Now, Here’s One For You

Last time, we suggested a question for your doc - “what happens next?” – as a way to really get to the nuts and bolts of what you need to know about your diagnosis. Today we’ve got a great pop quiz for you, the patient.

“What do you think is going on?"

I was at the doctor’s office recently because my teen had fainted on the job. The doctor (actually it was a third year medical student) tossed out some questions to try and figure out why, but nothing was a match. Then, as an afterthought, I mentioned we were worried about her diet. She wasn’t eating right and drinking an awful lot of tea. Suddenly, the diagnosis became crystal clear. Turns out tea can quickly rob your body of iron, leading to anemia and, therefore, fainting. A simple blood test confirmed she needed to cut down on the Darjeeling and take a supplement to bring her iron levels back to where they should be.

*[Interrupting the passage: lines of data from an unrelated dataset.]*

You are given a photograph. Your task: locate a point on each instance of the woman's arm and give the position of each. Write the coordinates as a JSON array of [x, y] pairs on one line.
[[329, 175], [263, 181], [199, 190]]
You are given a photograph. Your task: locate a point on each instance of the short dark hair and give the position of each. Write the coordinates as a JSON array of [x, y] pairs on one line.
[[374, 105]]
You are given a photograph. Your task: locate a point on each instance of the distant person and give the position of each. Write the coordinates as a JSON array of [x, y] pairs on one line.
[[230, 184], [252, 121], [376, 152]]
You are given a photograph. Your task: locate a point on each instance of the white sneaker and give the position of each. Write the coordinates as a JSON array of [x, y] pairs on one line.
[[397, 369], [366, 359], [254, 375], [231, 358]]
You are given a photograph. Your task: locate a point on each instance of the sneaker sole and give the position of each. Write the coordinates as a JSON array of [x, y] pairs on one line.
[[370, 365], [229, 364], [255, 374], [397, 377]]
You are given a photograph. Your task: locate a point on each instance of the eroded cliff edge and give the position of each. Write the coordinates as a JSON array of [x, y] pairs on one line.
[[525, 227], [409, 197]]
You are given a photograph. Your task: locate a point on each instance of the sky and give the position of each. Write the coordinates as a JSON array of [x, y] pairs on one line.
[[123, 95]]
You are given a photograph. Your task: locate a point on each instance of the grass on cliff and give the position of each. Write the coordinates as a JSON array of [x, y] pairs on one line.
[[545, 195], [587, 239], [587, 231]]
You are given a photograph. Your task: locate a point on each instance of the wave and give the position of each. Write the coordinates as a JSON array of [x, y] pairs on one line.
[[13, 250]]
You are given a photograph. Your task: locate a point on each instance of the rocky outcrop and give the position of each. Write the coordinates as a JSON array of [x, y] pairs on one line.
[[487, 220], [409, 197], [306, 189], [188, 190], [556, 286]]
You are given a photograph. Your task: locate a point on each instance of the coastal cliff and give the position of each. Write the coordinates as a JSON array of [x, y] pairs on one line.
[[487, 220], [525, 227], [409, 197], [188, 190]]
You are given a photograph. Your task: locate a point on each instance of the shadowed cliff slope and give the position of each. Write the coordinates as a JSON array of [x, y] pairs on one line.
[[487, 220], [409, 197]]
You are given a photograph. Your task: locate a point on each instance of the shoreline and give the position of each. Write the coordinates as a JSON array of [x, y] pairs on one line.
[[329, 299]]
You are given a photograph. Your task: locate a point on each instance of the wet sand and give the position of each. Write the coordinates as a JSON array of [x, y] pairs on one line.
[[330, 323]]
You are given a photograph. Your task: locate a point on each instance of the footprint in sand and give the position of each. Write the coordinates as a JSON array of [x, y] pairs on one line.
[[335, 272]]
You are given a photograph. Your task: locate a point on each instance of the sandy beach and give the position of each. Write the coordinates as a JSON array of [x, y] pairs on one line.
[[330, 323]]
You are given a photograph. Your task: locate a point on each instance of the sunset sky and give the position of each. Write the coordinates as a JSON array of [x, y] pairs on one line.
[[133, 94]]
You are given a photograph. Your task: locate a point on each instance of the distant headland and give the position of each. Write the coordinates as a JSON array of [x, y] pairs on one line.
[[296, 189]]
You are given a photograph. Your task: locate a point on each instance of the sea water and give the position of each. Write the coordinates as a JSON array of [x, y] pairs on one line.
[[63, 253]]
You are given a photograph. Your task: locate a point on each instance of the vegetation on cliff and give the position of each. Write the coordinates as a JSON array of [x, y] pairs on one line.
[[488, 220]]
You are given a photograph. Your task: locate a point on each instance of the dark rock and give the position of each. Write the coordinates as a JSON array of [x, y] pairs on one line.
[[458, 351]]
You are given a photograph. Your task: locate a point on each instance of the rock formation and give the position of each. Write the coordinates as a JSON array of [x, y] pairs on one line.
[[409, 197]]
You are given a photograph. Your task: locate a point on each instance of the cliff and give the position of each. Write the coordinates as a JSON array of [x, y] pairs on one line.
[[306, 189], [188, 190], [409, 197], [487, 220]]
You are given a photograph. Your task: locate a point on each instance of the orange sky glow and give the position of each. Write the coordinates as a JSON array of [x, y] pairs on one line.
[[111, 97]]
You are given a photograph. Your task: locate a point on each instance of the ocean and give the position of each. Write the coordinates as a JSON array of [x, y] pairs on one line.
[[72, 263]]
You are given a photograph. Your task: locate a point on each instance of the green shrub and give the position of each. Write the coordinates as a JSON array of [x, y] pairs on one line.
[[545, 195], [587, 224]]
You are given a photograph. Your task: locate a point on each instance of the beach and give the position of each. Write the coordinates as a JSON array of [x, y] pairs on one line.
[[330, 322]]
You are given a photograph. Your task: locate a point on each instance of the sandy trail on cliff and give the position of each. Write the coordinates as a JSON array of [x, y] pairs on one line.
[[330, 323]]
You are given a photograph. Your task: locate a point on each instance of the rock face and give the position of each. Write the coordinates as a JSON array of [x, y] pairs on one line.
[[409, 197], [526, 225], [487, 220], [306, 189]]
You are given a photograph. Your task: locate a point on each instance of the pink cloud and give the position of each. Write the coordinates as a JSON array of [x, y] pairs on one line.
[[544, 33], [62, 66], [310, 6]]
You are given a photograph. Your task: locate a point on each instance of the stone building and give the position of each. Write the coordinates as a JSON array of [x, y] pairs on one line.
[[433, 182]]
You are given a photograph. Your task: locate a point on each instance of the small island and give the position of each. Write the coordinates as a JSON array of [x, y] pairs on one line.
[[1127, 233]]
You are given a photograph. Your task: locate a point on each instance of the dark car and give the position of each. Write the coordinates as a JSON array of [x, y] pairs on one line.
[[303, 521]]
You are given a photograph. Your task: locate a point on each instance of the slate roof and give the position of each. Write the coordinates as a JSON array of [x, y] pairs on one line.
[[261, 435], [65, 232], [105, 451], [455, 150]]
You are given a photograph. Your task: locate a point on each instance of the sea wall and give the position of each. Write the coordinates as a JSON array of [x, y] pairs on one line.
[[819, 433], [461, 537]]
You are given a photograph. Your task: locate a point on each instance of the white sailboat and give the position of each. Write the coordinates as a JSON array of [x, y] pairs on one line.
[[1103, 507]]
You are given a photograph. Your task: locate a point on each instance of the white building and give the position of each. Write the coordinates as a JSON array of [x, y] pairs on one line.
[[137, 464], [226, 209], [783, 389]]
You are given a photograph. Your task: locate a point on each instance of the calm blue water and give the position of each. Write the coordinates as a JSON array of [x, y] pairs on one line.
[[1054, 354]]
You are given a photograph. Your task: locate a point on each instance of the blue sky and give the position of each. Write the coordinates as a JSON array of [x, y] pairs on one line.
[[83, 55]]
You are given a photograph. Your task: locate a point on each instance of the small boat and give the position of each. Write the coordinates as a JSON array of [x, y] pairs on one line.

Doctor-turned-patient Roni Zeiger told his own story here about arriving in the emergency room with bleeding in his brain. He used his clinical skills to relate his symptoms in a succinct and articulate way to the attending physician, just like we preach here at patientlovingcare.com. Afterward (and thankfully the bleeding issue proved to be minor and there was an “afterward”) Dr. Zeiger contemplated why he hadn’t gotten more personal with the staff.

The summary he gave was “brief, clinical and effective,” he wrote. “It told the doctors what they needed to know, but it was missing two important things. First, it lacked humanity. Why didn’t I tell my doctors that I was scared, that I was worried about the future of my wife and children?...Second, I didn’t tell the doctors all of my symptoms and the events surrounding them. Without even thinking about it, I only told them what I thought was relevant. In fact, a common mistake we doctors make is getting too attached to the first diagnosis we think of, and then failing to ask about other symptoms, other clues.”

So how do you distinguish between adding relevant personal details and rambling on with TMI? Well, a good doctor will know how to tease out the info that really matters. But practicing patientlovingcare.com’s commandments to be succinct and articulate is a good place to start. Take a moment to collect your thoughts before diving into a story in the exam room. See if you can get to the heart of your comment in just a sentence or two. Or just test out a possibility by saying “this might not be relevant, but what about… (tea, for instance, or whatever is on your mind).”

Opening up a little just might be what the doctor ordered.